Context configuration files  

In multi-context mode, there are three types of configuration files:

• The system configuration – a standard single-mode configuration where the network administrator adds and manages the security contexts

• The admin context – no restrictions and can be used as any other security context

• The context configurations/user context – for each individual security context. They contain the security policies and interface configurations specific only to that context 

ASA Packet Classification  

Packets are also classified differently in multi-context firewalls. In multimode configuration, it is possible for interfaces to be shared between contexts, therefore the ASA must distinguish which packets need to be sent to each context. 

The ASA categorises packets based on three criteria:

• Unique interfaces – 1:1 pairing with a physical link or sub-interfaces (VLAN tags)
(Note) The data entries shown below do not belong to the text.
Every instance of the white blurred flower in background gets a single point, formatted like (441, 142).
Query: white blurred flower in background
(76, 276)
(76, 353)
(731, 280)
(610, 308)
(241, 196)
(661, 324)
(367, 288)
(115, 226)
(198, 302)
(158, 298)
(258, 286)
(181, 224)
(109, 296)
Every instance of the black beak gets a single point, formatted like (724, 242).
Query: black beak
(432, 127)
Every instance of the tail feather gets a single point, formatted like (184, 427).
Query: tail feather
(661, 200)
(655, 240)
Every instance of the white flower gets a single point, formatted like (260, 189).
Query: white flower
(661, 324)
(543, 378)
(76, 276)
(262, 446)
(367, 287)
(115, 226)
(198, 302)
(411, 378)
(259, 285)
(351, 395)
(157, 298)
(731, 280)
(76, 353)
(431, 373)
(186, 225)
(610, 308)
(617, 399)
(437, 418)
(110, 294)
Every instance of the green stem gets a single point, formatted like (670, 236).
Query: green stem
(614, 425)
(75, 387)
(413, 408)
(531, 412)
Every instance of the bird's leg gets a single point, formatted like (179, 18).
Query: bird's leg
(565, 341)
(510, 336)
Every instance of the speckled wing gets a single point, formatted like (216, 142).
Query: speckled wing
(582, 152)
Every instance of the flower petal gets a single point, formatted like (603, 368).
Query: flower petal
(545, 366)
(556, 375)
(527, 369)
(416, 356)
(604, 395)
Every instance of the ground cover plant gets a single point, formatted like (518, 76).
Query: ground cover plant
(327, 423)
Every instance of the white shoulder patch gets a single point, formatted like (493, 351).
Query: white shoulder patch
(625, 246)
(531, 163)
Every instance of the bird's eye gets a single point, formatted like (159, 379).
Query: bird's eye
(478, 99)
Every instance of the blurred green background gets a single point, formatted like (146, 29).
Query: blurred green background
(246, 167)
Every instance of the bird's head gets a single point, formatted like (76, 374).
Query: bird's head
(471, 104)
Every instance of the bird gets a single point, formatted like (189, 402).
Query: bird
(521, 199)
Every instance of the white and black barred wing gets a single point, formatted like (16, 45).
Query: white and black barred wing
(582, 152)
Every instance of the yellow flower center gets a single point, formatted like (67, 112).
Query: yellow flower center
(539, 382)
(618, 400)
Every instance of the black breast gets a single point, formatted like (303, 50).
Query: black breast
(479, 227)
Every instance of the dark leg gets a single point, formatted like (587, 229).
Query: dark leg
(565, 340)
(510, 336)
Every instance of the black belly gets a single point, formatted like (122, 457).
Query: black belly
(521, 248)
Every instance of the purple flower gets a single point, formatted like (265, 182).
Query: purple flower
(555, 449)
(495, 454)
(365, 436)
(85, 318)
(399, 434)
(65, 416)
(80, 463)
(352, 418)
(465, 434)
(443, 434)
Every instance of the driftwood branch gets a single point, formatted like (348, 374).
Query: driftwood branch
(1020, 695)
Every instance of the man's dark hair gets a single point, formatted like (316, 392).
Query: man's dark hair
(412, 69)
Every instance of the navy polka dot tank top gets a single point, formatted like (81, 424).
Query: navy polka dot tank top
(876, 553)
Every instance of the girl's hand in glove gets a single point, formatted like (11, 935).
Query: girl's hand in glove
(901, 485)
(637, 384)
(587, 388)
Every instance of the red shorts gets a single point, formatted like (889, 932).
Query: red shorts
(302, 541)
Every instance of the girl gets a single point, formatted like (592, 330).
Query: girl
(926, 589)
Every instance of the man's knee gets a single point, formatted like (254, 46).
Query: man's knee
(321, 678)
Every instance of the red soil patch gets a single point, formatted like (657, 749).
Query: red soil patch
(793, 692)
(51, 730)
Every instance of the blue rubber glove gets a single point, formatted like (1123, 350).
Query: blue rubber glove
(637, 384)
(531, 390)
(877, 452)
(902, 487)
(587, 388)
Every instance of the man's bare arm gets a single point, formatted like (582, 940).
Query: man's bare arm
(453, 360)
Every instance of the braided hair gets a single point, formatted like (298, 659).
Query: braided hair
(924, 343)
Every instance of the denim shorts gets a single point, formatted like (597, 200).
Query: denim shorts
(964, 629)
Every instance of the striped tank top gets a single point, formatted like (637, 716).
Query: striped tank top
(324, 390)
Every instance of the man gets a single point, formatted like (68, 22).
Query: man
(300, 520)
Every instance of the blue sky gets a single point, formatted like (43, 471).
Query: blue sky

• Unique MAC addresses – shared interfaces are assigned Unique Virtual Mac addresses per virtual context, in order to alleviate routing issues, which complicates firewall management

• NAT configuration – if the use of unique MAC addresses is disabled, then the ASA uses the mapped addresses in the NAT configuration to classify packets. This isn’t very common

In certain cases, you may need to assign a unique MAC address to a shared interface in order to alleviate routing issues, which complicates the firewall management.  

Active/active failover 

Multi context mode offers active/active fail-over per context. Primarily forwards for an individual context and secondary for another. The security contexts divide logically into failure groups, with a maximum of two failure groups. There will never be two active forwarding paths at the same time.  

Important to consider 

In order to change from single mode to multiple mode or back, the commands must be done from the command line (CLI) and not via the ADSM GUI interface. When changing from single to multimode, the ASA will convert the running configurations into two files, creating a new system configuration file and an admin context file. The original system configuration file is not saved.   

By default, all security contexts have unlimited access to the ASA resources. Depending on the environment, resource management may need to be configured to limit some contexts that may be starving other contexts. This is done by configuring resource classes when assigning to contexts.  

Final thoughts

Multimode offers advantages in certain situations particularly for service providers or an enterprise with multiple departments that require individual security policies. The requirements should be carefully considered before implementing the solution. However, there are also limitations and whilst the number of physical devices you manage may decrease, the complexity of those device configurations may increase.